Ce vendredi 22 décembre au soir la CENI, considérée comme caporalisée au pouvoir, a annoncé les résultats du vote de la diaspora à l’élection présidentielle RD congolaise, soit 13.000 votants sur un collège électoral de 44 millions. Pourquoi un tel choix alors que l’échantillon n’est en rien représentatif et que la suspicion sur la régularité de ces résultats est forte ? Explication.
Ce vendredi soir, la CENI a apporté un peu plus d’eau au moulin de ceux, nombreux, qui l’accusent, non sans raison, de partialité.
La Commission électorale nationale censée être indépendante a annoncé le résultat des votes de la diaspora (France, Belgique, Canada, Etats-Unis, Afrique du Sud). Sans surprise, ces résultats sont très en faveur du président sortant.
Mais d’une part, l’échantillon, c’est un euphémisme, n’est en rien représentatif. Il est de 13.000 électeurs sur 44 millions, soit 0,03 % de voix à peine.
D’autre part, le vote s’est effectué de manière opaque. « La CENCO par exemple ni aucune autre institution n’ont disposé d’observateurs lors de ces scrutins à l’étranger.
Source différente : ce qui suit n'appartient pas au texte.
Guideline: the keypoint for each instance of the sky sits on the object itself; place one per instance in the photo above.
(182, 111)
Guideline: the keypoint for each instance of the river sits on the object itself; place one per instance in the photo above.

On ne connait même pas les listes des votants. Il y a, compte tenu de la taille très faible des échantillons, une forte probabilité de surreprésentation des partisans au pouvoir. Manipuler d’aussi petits fichiers est très facile. Bref, les possibilités de fraude sont infinies », explique un ancien responsable de la CENI. « Ce n’est pas parce que le vote se passe à l’étranger, qui plus est dans des démocraties, qu’il est transparent et démocratique. Le processus est totalement entre les mains des autorités RD congolaises. Les pays hôte n’ont rien à voir là-dedans », insiste, quant à lui, un diplomate.
En réalité, l’exercice auquel la CENI s’est livré vendredi soir sur la RTNC a tout l’air d’un ballon d’essai, d’un exercice de communication, comme l’explique un universitaire travaillant en Belgique. « Il s’agit pour la CENI de préparer l’opinion à une victoire de Félix Tshisekedi. Si les Congolais sont censés avoir voté massivement pour lui à l’extérieur du pays, pourquoi la tendance serait-elle différente dans le pays ? C’est cette idée que le pouvoir en place, à travers la CENI, tente d’accréditer », indique-t-il. « Il s’agit également de voir comment l’opposition, mais aussi les pays de la sous-région et la communauté internationale vont réagir face à ce qui pourrait être perçu comme un possible passage en force au terme d’un processus chaotique. »
Tout a été fait jusqu’à présent pour entretenir l’opacité lors de ce scrutin, largement remporté (selon les éléments les plus fiables dont disposent à cette heure les chancelleries) par l’un des candidats de l’opposition. La CENI a refusé d’afficher les listes électorales bureau de vote par bureau de vote. Elle a prolongé de deux jours le scrutin, laissant les urnes à la portée d’agents peu scrupuleux. Elle n’a pas affiché les résultats bureau de vote par bureau de vote, etc. Selon de nombreux pv, des bureaux de vote affichent un taux de participation de 100 %, voire plus, et un résultat de… 100 % pour le président sortant. Dans leur écrasante majorité, ces bureaux se situent au Kasaï.
Mais fallait-il s’attendre à autre chose ? En 2018, Félix Tshisekedi n’a pas été élu mais nommé par son prédécesseur Joseph Kabila au terme d’une « élection » dont les résultats n’ont jamais été publiés. Quelqu’un qui s’est emparé de la sorte du pouvoir est-il susceptible de le remettre dans le respect des lois et de la Constitution ?
En 2023, c’est un secret de Polichinelle, ce n’est pas sur les voix des Congolais que M. Tshisekedi compte pour s’imposer, mais sur la fraude, comme lors du précédent scrutin, et sur la force. L’opposition, les pays alentours et la communauté internationale le savent. Reste à voir désormais quelle sera sa réaction.